I find it interesting that one of the most often quoted worship passages is frequently misunderstood. John 4:23 tells us that God is seeking “worshippers.” It does not say that He is looking for “worship.” Instead of using the word which refers to the action, Jesus used the word referring to the person. A worshipper does not just offer an occasional sacrifice of praise through song. A true worshipper lives a life of worship in all that he or she says and does.

In his tape series, Worship: A Biblical View, Charles Stanley says this: “If our purpose in life is to glorify God (keep in mind that we have seven days per week and 24 hours per day or 168 hours per week) isn’t it ridiculous for us to think that God would be happy with one hour on Sunday morning? ‘All I have time for, O sovereign, righteous, omnipotent, omniscient, omnipresent, forgiving, eternal God is one hour per week.’”

The truth is that worship, if it is indeed our main purpose in life, should permeate all that we do and say. Well-known theologian G. Campbell Morgan once said that the worship of the sanctuary is meaningless unless it is preceded by six days of worship as a way of life. If we truly understand the grace of God this statement is a bit strong. Nevertheless, it has a lot of merit. We cannot live our lives any way that we want to for six days and then come in to church on Sunday morning and expect to fully worship the Lord. It simply will not work.

In their book, Worship: Rediscovering the Missing Jewel, Ronald Allen and Gordon Borror state it this way. “The real factor in worship is a heart desire for God; the reason it fails to occur in the pew is because it fails to occur in the daily routine of living” [Allen, Ronald B. and Borror, Gordon L., Worship: Rediscovering the Missing Jewel (Portland, OR, Multnomah, 1982), p. 24].

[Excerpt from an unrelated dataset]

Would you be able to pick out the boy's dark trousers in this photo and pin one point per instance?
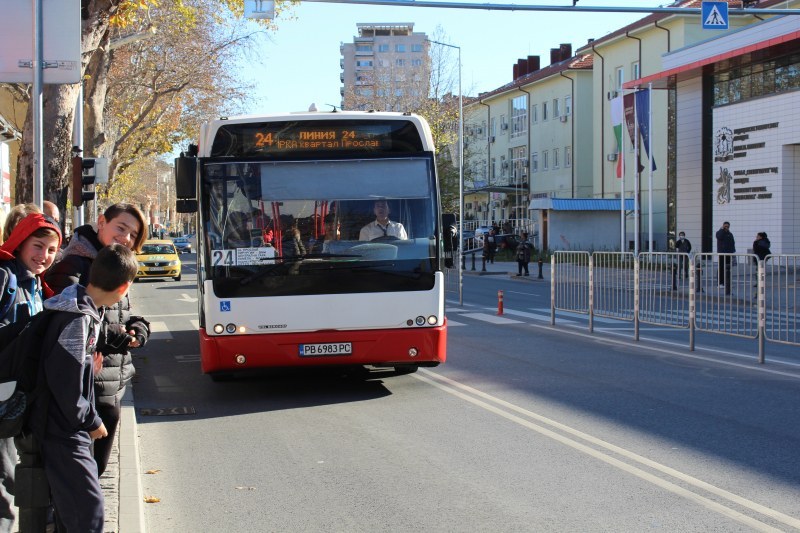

Ultimately, our Sunday morning experience of worship should be the culmination of six days of worship lived in our lives.

“So whether you eat or drink or whatever you do, do it all for the glory of God” (1 Corinthians 10:31).“Whatever you do, work at it with all your heart, as working for the Lord, not for men” (Colossians 3:23). When we begin to understand these and other similar passages in the Bible, we realize that all that we do should be worship unto God.

“When the heart is set upon God, true worship will not depend upon outward stimulus, it will be in constant progress” [Allen, Ronald B. and Borror, Gordon L., Worship: Rediscovering theMissing Jewel (Portland, OR, Multnomah, 1982), p. 23].

Brother Lawrence, medieval monk who coined the phrase “practicing the presence of God,” alludes to the idea that when it was time for prayer at the monastery it frequently interrupted his worship of God in washing the dishes. We need that type of understanding of worship in our own lives.

Romans 12:1 says that we are to offer our bodies “as living sacrifices, holy and pleasing to God—this is your spiritual act of worship.” Giving ourselves, wholly and completely unto the Lord is worship. I like to think of doing that on a daily basis. Would it make a difference in your life if you thought like that? Suppose that for the next week, each day when you get out of bed you say, “Lord, today I am Yours. Wherever I go, whatever I do, I want my life to bring praise and honor unto You. Wherever I am, whether at home, on my job, in school, in the marketplace, I dedicate all that I do to Your glory. Lord, let my life be worship unto You.” If you really did that do you suppose it would make a difference in your life?

What if everyone in your church did that? What if from Monday through Saturday each person made it a point to dedicate themselves to doing “all for the glory of God” and then all came together on Sunday morning to corporately offer up their lives of worship? Do you suppose there might be just a bit of a difference in the corporate worship experience? Of course there would. But for this to really happen we must first understand that worship is to permeate our lives.